Ethical concerns in AI are at their heyday, and the models don’t seem to be getting better. Just a few days ago the New York Times reported that a Facebook AI system had labeled a group of Black men as primates. Another AI made by Google showed the same harmful bias in 2015. Are we going to ignore all this and put a band-aid to the problem, as Google did by removing gorillas from the training dataset?

Making AI explainable, interpretable, and accountable is the key to solving these issues. Those are hot areas within AI but they aim at solving the problem a posteriori. Instead of But how could we do it if there are no robust theoretical underpinnings behind ANNs? There aren’t any neural models that could explain the behavior of neural nets. We use them to predict and forecast because they work, but we don’t know why.

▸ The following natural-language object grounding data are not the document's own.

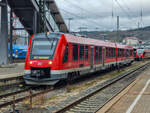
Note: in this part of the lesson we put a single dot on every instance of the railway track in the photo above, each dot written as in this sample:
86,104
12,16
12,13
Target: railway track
92,101
18,96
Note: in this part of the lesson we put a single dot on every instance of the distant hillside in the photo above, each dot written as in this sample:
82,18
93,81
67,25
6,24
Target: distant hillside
141,33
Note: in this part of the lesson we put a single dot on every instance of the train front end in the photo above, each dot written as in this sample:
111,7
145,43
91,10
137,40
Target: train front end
40,59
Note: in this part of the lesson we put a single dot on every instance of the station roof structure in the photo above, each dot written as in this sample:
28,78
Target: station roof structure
25,9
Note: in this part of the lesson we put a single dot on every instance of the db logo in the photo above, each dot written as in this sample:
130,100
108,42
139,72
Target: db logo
39,63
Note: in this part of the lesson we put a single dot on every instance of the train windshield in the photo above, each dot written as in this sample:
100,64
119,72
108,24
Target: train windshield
43,47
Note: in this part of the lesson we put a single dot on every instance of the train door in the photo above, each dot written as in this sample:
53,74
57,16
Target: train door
92,57
103,58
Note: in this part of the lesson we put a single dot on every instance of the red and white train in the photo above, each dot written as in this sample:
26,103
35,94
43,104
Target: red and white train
142,54
57,56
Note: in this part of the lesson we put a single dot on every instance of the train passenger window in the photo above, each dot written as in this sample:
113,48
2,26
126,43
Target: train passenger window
75,52
107,52
127,53
96,54
100,54
81,52
114,52
86,52
65,59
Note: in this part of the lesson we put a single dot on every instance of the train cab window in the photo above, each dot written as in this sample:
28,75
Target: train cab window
86,52
100,53
65,59
96,54
81,52
75,52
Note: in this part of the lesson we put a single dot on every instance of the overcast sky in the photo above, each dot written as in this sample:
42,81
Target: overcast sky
97,14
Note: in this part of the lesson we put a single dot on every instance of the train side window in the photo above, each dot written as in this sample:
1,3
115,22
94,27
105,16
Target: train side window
65,59
96,54
114,52
86,52
81,52
107,52
75,52
100,54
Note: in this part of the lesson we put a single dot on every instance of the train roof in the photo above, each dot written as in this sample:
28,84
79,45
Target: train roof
82,40
95,42
88,41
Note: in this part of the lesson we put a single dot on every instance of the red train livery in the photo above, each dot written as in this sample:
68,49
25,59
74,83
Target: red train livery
142,54
57,56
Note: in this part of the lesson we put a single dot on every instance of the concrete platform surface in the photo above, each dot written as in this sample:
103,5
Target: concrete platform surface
134,99
12,71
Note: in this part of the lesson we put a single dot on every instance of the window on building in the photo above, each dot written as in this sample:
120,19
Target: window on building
81,52
75,52
65,59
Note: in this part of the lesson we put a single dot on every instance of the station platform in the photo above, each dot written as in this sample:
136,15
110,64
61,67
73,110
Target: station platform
15,70
133,99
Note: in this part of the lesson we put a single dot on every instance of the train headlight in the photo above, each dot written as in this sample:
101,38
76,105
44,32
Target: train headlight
31,62
50,62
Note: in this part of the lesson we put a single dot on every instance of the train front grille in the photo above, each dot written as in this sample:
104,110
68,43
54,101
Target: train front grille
40,72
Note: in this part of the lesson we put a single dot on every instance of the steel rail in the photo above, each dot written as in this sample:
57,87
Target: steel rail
109,83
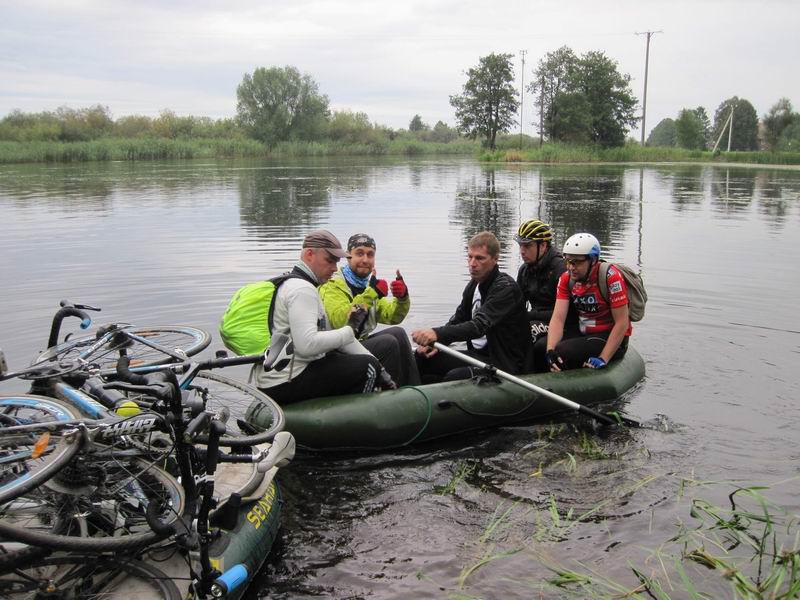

With half the planet burning up and the other half drowning in unexpected floods, the climate catastrophe is around the corner. And AI isn’t helping. Its overall carbon footprint is untenable.

In 2019, researchers from the University of Massachusetts Amherst studied the environmental impact of large language models (LLMs) — increasingly popular nowadays with GPT-3 as spearhead — and found that training one of these big models generates around 300,000 kg of CO2 emissions; the same as 125 New York-Beijing round-trip flights, says Payal Dhar for Nature. Some big tech companies (Google, Facebook) are now working to reduce this issue and gradually shift to renewable energies.

Related to this issue is that ANNs are extremely inefficient. To learn the simplest tasks they need immense amounts of computing power. That’s the reason why these systems generate such a large carbon footprint. Inefficiency leads to higher exploitation of resources, which generates more pollution.

Human brains contaminate just a fraction of that and don’t consume nearly the same amounts of energy to learn or do the same things. The brain is an extremely efficient organ. How can we do such complex things when the brain uses so little energy — not to mention that is way slower than computers? Could the reason for this extreme difference be that the complexity of sub-neuronal structures is manifold higher than that of ANNs? Yes, it could be.

LLMs, reserved for the biggest players, are the ones that attract the attention of investors and the mass media. The reason is these models always come surrounded by an overhype that’s transmitted to the public: “Robots Can Now Read Better Than Humans,” “GPT-3 […] is freakishly good at sounding human,” “a robot wrote this entire article. Are you scared yet, human?

Overpromising and underdelivering is AI’s industry trademark. But not all the AI community is participating in selling something they don’t have with the sole purpose of generating publicity and attracting money.

In the words of Emily M. Bender, professor of computational linguistics at the University of Washington: “LLMs & associated overpromises suck the oxygen out of the room for all other kinds of research.” There’s crucial research being done besides LLMs that’s being neglected by funding institutions and the media.

“[B]ecause these big claims are out there, and because the LLMs succeed in bulldozing the benchmarks by manipulating form, other more carefully scoped work, likely grounded in very specific application contexts that doesn’t make wild overclaims is much harder to publish.”

— Emily M. Bender

Maybe some of that research that’s getting lost in oblivion is trying to alert those with eyes only for the shiny LLMs that we’re doing AI all wrong. Maybe some people are working to no avail on these exact problems I’m describing.

If ANNs are ill-based, only LLMs seem to matter, and only big tech companies can build and deploy them, then there’s a very real risk that the AI industry is effectively an oligopoly focused on the wrong goals. And there would be no one capable of raising their voice enough so those in charge hear how mistaken they are.